En la actualidad la obra original se encuentra en la Galería de
la Academia en Florencia. En la Piazza de la Signoria existe una copia
de la escultura.
Los especialistas consideran que esta escultura es perfecta en el sentido
de las proporciones ideales del hombre, pues la cabeza representa un octavo
del resto del cuerpo y el conjunto de la escultura mantiene el equilibrio
total.

La figura está en tensión, el equilibrio queda roto con
un ligero contrapposto: la pierna izquierda se adelanta a la derecha,
el brazo izquierdo se eleva y se curva hasta que la mano casi toca el
hombro, mientras que el brazo derecho se deja caer hasta que la mano toca
el muslo, el torso se curva sutilmente, la cabeza mira hacia su izquierda,
manteniendo los ojos fijos en su objetivo, con el ceño fruncido.
El rostro evidencia esta tensión contenida, además, con
una mueca de odio y las aletas de la nariz bastante abiertas. Es la misma
expresión patética del Moisés, del Pensieroso, del
Esclavo.
El
movimiento es contenido, centrípeto con líneas de fuerza
que vuelven al bloque. Contrasta la rugosidad de las zonas con pelo, con
la piel de piedra pulida y brillante (casi parece un cuerpo sudoroso).

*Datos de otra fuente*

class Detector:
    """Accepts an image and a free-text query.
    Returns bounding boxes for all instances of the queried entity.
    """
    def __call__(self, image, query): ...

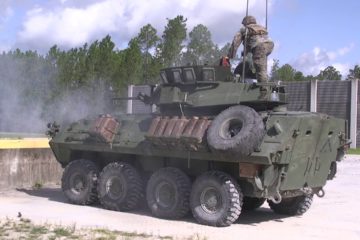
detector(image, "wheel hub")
[70,174,86,194]
[219,119,243,139]
[200,187,222,214]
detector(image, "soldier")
[227,16,274,83]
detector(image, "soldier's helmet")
[242,16,256,26]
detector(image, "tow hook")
[315,188,325,198]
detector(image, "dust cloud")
[0,54,110,133]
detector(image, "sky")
[0,0,360,76]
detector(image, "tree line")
[0,16,360,131]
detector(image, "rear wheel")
[146,167,191,219]
[268,195,313,216]
[190,171,243,227]
[242,197,266,211]
[98,162,143,211]
[61,159,99,205]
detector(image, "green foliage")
[346,65,360,80]
[270,59,280,81]
[134,24,162,83]
[184,24,215,65]
[160,15,187,66]
[317,66,341,80]
[276,64,296,81]
[0,15,360,132]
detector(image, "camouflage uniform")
[228,16,274,82]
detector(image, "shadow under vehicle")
[48,63,348,226]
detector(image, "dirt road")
[0,156,360,240]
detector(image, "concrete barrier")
[0,138,63,189]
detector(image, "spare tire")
[207,105,265,155]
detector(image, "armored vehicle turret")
[49,63,347,226]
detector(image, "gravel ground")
[0,155,360,240]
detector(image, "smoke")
[0,54,109,133]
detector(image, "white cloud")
[291,43,355,76]
[0,43,11,54]
[18,0,274,49]
[0,3,14,29]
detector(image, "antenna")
[265,0,268,29]
[241,0,249,82]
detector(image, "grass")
[0,218,202,240]
[347,148,360,155]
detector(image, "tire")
[146,167,191,219]
[207,105,265,155]
[190,171,243,227]
[98,162,144,211]
[61,159,100,205]
[268,195,313,216]
[242,197,266,211]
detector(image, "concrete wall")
[0,148,63,189]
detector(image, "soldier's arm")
[227,31,242,58]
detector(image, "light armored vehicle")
[49,65,348,226]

Es la primera vez que se representa a David como un hombre en vez de un
muchacho y sin la cabeza de Goliat, después de la no menos bella
e importante obra de Donatello, la primera escultura al desnudo del Renacimiento,
otro David en bronce, esta vez con la cabeza de Goliat a sus pies. En
el David de Miguel Ángel, el héroe se encuentra en el momento
justo antes de blandir la onda y atacar al gigante Goliat, al contrario
que el de Donatello, que lo representa después de haber dado el
certero golpe a Goliat, acabando con él.

No es una anatomía perfecta, que siga un canon determinado o que
responda a la proporcionalidad de todos sus miembros. El artista renuncia
a esta armonía en pro de la expresividad: las manos son excesivamente
grandes pero es innegable la sensación de fuerza que nos transmite
la mano derecha, donde quedan tan marcados tendones y venas.